色味などが星の白金(スタープラチナ)と対になるように、初期にボスとしてデザインしたスタンドですね。星の白金の超スピードに対して、時を止めて対抗してくるという、同質の能力者対決です。
「JOJOVELLER」より 荒木先生のザ・ワールドへのコメント
第4部
仗助を助けた不良は未来の仗助
「仗助の回想で登場する車を押してくれた青年が、実は未来の仗助本人」という誤解。見た目が似ていることや第3の爆弾が時間を戻すことから、「仗助が昔に戻って過去の自分を助けるという展開が予定されていたのではないか」という噂が広がりました。
実際は「伏線ではなく仗助の思い出」と説明されています。
北久保「4部ってかなり長い構成なんでしょ?」
荒 木「いや、全然構成とかしていないんですけど」
北久保「ちらっとフリが有ったじゃないですか。仗助が過去の自分に会うとか」
荒 木「ああ、あれは関係ないです」
北久保「関係ない!?」
荒 木「あれはただの仗助の思い出ですよ」
3部OVA 荒木先生と北久保監督の対談より
シンデレラは吉良が顔を変えるシナリオのために作られた
追い詰められた吉良は、辻彩のスタンド、シンデレラを使って顔を変えて逃走します。このシンデレラが初登場したエピソードが、原作では「重ちー死亡(吉良初登場)」と「シアーハートアタック戦(吉良が川尻に成り代わる)」に挟まれていることから、「シンデレラは吉良が顔を変えるために作られたんだな」という認識をされている方も多いかと思います。
しかし実際は、吉良がシンデレラで顔を変えるシナリオは直前で考えられたものです。
シンデレラを利用して入れ替わるというのは、全然考えてなかったんですよ。
仗助たちに追い詰められて、どうやって逃げ延びさせようかと必死に考えて「あ、そういえば前回出したシンデレラが使えるじゃないか!」って思いついた。
基本的にはいつも、週間単位で考えていますから、その先のことはいつも考えていません。
「集英社ジャンプリミックス ジョジョの奇妙な冒険 PARTⅣ ダイヤモンドは砕けない VOL.27 吉良吉影の新しい事情編③」より 荒木先生のインタビュー
第5部
フーゴが途中退場させられた理由は強すぎたから
チームメンバーの一人フーゴは途中で退場となりますが、その理由が「彼のスタンド、パープル・ヘイズが強すぎたから」という誤解。
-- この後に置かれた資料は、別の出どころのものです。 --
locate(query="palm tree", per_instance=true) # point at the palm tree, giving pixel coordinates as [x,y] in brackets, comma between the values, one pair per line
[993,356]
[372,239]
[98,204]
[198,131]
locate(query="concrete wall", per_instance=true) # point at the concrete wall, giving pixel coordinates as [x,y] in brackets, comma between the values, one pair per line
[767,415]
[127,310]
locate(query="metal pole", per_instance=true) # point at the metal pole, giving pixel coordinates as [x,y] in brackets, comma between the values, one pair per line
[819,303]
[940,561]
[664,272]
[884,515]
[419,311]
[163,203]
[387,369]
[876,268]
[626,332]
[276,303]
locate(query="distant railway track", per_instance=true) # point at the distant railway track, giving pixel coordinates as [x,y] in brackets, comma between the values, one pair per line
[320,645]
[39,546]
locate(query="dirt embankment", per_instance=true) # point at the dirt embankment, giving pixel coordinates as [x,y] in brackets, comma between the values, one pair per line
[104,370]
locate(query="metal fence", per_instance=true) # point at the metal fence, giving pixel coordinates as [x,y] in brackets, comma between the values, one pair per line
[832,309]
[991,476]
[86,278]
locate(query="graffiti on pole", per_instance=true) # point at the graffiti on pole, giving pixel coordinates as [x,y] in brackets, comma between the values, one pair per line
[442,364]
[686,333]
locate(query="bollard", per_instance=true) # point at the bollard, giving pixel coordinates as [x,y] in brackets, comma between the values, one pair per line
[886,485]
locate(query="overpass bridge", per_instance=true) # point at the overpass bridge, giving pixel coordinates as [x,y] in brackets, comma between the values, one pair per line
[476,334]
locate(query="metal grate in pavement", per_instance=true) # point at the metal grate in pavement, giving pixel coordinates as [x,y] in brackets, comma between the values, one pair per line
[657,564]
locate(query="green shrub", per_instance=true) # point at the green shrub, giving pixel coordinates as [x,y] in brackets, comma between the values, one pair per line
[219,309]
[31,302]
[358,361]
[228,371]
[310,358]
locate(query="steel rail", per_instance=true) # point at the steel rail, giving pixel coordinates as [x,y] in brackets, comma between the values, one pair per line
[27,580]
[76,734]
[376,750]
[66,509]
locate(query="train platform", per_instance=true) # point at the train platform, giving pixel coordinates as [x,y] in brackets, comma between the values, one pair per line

実際の理由は、「フーゴが途中で裏切る展開を構想していたが、あまりに暗い展開になるので描けなかったから」というものです。ただ、のちに敵になるからこそスタンドがあそこまで強かったと思うので、「強すぎて退場させられた」はあながち間違いではなさそうです。
この第5部『黄金の風』では、どうしてもカットせざるを得ない部分があって――というより、どうしても描く事ができないエピソードがありました。
それは、ミスタ、ナランチャ、フーゴ、アバッキオの4人の中の誰かが、実はボスのスパイで、ジョルノとブチャラティを「裏切る」という設定でした。感覚の中ではたぶん、フーゴが「裏切り者」なんだろうなと思って描こうとしたら、これがどーしても描く事が出来ませんでした。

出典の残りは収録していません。